24 of 25 people found the following review helpful:
5.0 out of 5 stars
We Must TRUST One Another Or Die.,
By Zachary Pearson (Houston, Texas United States) - See all my reviews
This review is from: Prisoner's Dilemma (Paperback)
There is no better way to sum up this novel than to steal from W.H. Auden. The first time through this book, I knew there was a wealth of power and beauty hiding underneath it. Perhaps this is a novel that you have to read at a vulnerable time. Perhaps events such as September 11th compel me to say to those of you who will read this review in the future "Read this book to someone you love and weep with them for the world we now inhabit. We have relinquished our own ability to see the magic inherent in the world." If, during the Grand Inquisitor scene in The Brothers Karamazov, Jesus deigned to respond to the questioner, this is perhaps what he would have said. It is a novel that attempts to free us from the gated enclaves of the suburbs, the fear and nightmare of double deadbolts, the paranoia of opening mail. Eddie Hobson, Sr. is a man who feels that he must take on the burden of everyone else's mistrust, no matter the personal consequences. He is reduced to speaking in symbols, the better to convey all the aching meaning he feels for his family and the world. He, who is the least physically able, warps his entire family to his side, forcing them to relive his transformation from naive child of the midwest to one who has seen the Brave New World brought about by anonymous men in secret offices. This novel is multi-layered, complex, and deep in ways that make this, IMHO of course, the best explanation of the American Experience since WWII. It's better than Delillo's Underworld by quite a way, and if, you want to escape from the realizations Powers forces upon you, there's always Chapter 11. Everyone's had their own version of Chapter 11, and it is gorgeous. I wanted to call people last night while reading it, just to share the wonder and beauty of it with someone. Fantastic novel, fantastic author, this book chides us with the realization that the only way out of the self-imposed isolation we've managed to hide ourselves in is to fight it every day.

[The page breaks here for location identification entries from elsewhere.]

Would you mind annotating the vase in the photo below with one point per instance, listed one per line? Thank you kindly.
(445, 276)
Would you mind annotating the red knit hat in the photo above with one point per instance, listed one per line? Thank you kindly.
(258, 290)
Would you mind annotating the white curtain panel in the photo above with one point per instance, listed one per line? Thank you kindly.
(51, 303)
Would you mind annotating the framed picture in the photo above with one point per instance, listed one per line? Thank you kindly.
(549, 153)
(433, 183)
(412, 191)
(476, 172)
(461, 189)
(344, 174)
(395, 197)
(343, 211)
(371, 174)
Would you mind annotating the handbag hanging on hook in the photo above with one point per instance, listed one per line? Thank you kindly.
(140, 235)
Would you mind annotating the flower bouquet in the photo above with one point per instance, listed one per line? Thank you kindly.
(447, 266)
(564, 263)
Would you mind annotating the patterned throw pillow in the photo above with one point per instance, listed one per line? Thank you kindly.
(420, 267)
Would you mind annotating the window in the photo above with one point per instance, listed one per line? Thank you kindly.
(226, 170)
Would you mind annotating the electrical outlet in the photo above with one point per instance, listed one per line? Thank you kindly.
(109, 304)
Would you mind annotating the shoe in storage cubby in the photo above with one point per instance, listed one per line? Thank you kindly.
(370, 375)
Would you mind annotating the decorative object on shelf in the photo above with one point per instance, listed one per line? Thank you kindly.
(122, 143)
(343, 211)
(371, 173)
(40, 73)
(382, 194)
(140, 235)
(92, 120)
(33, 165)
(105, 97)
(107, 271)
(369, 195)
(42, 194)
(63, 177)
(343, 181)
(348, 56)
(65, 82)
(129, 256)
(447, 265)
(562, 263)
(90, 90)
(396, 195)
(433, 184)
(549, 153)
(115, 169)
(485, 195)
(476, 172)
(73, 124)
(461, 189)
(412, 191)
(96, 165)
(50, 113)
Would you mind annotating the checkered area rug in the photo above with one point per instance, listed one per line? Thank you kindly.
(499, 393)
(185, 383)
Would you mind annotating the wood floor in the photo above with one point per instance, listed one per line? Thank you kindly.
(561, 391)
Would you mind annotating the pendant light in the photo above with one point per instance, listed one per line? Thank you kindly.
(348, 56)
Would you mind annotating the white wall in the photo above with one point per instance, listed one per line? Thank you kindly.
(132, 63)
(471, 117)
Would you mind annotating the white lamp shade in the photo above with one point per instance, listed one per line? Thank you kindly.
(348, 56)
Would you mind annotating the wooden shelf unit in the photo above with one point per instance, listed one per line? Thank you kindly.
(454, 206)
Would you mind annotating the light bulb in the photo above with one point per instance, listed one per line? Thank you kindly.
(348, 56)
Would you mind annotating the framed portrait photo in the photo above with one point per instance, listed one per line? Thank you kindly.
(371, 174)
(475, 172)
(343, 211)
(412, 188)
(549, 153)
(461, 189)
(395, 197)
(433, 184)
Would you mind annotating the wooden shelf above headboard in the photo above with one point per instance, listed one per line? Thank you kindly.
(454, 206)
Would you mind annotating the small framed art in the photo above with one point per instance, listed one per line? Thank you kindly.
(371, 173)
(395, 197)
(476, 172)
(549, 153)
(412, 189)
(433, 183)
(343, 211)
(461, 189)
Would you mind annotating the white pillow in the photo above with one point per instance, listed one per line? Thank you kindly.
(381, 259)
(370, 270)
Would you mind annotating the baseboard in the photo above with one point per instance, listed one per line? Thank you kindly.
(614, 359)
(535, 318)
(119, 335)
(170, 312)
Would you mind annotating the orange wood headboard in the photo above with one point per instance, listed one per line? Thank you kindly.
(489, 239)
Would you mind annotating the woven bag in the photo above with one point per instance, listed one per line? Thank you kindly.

7 of 7 people found the following review helpful:
4.0 out of 5 stars
An entertaining, thoughtful, and well-constructed novel.,
By A Customer
This review is from: Prisoner's Dilemma (Paperback)
At the urging of many friends, I finally picked up a novel by Richard Powers; I will never regret the long hours I spent reading and digesting The Prisoner's Dilemma. Although the plot is not as tightly-woven or as compact as I hoped, that is my only real (but minor) complaint about this book. Powers weaves an amazing tale that is both grandiose and haunting. The most skillful aspect of The Prisoner's Dilemna is the way in which Powers accurately represents the relationships between siblings. Having several siblings myself, I appreciate the delicacy with which Powers approaches these characters. Of course, the fact that the novel's plot and theme are virtual mind-trips is also a pleasing touch. This is an entertaining, thought-provoking, emotional, intellectual, and creative piece of fiction. I hope that the rest of his novels are as good or better than this; those I will be happy to give a full five stars!